Ici, vous pouvez assister à votre exécution à la place. Mais si le double est vraiment votre double, comment savez-vous quelle version de vous-même a été tuée ? Est-ce même vraiment important? En trois longs métrages, Cronenberg et le DP Karim Hussain ont établi un langage visuel unique, qui va de la photographie atmosphérique lisse au point de sinistre aux hallucinations fantasmagoriques dans la bouche de la folie du genre Henri-George Clouzot expérimentait pour « Inferno ». Ce dernier entre en jeu pendant la procédure de clonage, alors que « Infinity Pool » nous noie dans un montage de parties du corps bizarro, la plupart d’entre elles probablement prothétiques, bien qu’elles clignotent trop rapidement pour le dire.
Toute cette peau est indéniablement érotique, mais dérangeante aussi.
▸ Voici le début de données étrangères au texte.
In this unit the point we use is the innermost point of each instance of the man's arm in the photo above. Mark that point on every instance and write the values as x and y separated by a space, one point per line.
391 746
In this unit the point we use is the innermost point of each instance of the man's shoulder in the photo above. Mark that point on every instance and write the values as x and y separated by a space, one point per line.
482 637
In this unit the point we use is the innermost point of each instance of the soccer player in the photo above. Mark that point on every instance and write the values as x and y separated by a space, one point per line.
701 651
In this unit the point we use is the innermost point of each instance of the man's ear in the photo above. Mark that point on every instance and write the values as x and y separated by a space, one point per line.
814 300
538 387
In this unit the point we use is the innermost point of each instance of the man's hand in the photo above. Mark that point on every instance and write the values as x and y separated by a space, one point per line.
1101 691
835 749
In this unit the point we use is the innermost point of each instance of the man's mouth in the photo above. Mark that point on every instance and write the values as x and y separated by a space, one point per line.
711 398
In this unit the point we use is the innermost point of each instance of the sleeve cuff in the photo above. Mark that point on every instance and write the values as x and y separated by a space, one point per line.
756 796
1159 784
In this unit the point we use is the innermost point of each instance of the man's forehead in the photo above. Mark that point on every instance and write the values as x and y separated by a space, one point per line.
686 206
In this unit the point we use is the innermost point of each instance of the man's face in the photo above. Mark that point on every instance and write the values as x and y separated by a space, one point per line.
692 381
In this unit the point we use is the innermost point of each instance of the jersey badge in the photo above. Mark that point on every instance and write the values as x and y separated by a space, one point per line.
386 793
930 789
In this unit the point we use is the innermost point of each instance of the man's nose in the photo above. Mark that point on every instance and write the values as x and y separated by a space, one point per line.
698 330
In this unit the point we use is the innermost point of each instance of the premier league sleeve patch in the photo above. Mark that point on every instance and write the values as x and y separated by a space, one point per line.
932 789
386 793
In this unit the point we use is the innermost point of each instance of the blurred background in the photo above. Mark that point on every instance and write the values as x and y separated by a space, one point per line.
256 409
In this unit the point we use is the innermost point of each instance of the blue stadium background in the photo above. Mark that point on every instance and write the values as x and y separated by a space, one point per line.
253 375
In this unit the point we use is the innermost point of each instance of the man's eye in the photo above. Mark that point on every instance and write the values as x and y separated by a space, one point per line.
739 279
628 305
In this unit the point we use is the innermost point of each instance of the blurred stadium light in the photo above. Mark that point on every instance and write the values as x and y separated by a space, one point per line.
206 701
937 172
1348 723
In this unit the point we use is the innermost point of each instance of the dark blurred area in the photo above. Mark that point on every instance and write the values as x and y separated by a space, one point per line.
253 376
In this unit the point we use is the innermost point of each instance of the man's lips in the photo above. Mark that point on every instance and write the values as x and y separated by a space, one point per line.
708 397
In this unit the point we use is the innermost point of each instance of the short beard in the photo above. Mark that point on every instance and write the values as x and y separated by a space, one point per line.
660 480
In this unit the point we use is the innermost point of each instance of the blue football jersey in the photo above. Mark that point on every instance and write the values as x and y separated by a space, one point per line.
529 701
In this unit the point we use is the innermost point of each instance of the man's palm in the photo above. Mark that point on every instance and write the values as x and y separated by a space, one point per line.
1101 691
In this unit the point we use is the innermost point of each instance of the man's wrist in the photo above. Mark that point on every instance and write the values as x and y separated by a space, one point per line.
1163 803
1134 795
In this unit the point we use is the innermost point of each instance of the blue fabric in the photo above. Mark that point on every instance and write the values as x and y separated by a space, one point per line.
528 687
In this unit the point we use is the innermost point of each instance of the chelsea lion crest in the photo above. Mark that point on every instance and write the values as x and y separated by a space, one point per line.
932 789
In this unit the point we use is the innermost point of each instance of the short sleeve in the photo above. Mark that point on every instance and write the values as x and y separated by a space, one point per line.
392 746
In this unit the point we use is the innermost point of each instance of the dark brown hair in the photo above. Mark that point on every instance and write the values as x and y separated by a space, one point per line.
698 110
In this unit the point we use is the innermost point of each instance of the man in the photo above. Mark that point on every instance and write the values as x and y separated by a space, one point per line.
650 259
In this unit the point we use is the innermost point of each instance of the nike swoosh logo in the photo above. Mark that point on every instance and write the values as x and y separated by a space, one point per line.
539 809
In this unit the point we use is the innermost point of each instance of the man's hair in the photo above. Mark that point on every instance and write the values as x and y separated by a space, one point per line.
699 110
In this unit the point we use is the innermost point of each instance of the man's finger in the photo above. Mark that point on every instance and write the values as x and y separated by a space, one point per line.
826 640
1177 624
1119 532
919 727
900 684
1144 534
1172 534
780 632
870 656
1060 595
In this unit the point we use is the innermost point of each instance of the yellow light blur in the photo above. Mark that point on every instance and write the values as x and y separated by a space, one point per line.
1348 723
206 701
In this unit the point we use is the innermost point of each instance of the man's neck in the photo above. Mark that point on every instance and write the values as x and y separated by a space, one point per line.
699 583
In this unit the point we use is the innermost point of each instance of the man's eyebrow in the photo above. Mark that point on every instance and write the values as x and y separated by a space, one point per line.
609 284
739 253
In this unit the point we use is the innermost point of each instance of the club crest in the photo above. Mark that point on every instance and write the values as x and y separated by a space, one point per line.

James émerge de l’expérience – pas seulement du clonage, mais du choc de se voir éventré – un homme changé. Em est horrifié, insistant pour quitter La Tolqa immédiatement, mais Gabi ne pourrait pas être plus heureux.
Maintenant, elle a un nouveau compagnon de jeu, qu’elle présente à un groupe d’élite d’autres invités qui sont également passés par là. A partir de là, « Infinity Pool » cesse d’être logique, glissant dans une sorte de mode cauchemar, amplifié par une drogue locale psychotrope. James embrasse la sensation libératrice d’être au-dessus de la loi.
Ou essaie-t-il simplement d’échapper à sa conscience ? Ce qui suit est un ragoût presque incohérent de jeux de pouvoir dérangés – et sombrement humoristiques – alors que Gabi de Goth devient une vieille caquetant déterminée à humilier James. Sa spirale descendante est saisissante à regarder, mais de plus en plus difficile à apprivoiser (le découpage rapide subliminal ne facilite pas les choses). Au moment où nous sommes confrontés à Skarsgärd qui lutte avec rage contre une version nue de lui-même pour la soumettre, le film a depuis longtemps cessé d’avoir un sens.
Le cinéaste canadien a créé l’équivalent cinématographique d’un dessin de MC Escher, qui se plie, se brise et se replie sur lui-même de manière impossible. Aussi bouleversant que cela puisse paraître, nous pouvons à peine en détourner les yeux.